VIRGINIANS, FOR YOUR LANDS, FOR YOUR HOMES, FOR YOUR SWEETHEARTS, FOR YOUR WIVES!

Friday, March 15, 2013



...“The Choctaw and Cherokee Indians who were Confederate soldiers came the second day. We gave them something to eat; they only asked for bread and sat on the ground to eat it. They were riding their Indian ponies and had their hats ornamented with gray peafowl’s feathers, they were very quiet, yet the Negroes were afraid of them.” 

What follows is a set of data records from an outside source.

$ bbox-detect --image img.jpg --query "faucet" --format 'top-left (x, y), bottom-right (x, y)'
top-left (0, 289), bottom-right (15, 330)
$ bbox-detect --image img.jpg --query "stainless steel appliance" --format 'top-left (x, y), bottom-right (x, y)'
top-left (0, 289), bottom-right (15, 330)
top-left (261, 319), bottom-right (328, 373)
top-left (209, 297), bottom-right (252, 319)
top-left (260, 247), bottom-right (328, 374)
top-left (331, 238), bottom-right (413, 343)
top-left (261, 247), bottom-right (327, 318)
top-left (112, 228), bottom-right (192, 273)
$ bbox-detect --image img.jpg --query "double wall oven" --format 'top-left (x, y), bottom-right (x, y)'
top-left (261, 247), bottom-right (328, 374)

Virginia McCollum Stinson from her memoirs on the welcome relief of Confederate soldiers whose arrival forced the Yankee’s to abandon Camden Arkansas in April 1864

Period paper slip behind image with inscription Jim Iyl(?) killed Honey Springs July 1863 Col. Coopers Command. The Battle of Honey Springs, on July 13, 1863 was the most important Civil War engagement to take place in Indian Territory, and the most important engagement during the Civil War in which the majority of the combatants were not white. 

"Col." Cooper refers to Brigadier General Douglas H. Cooper, who commanded the combined forces of the First and Second Cherokee Mounted Rifles, the First and Second Creek Mounted Rifles, the First Choctaw and Chickasaw Regiment of Mounted rifles, and several units from Texas. The combined Confederate force -- estimated variously between 3400-5100 troops -- met 3000 Union troops from Kansas, Colorado and Wisconsin under the command of Brigadier General James Cabell.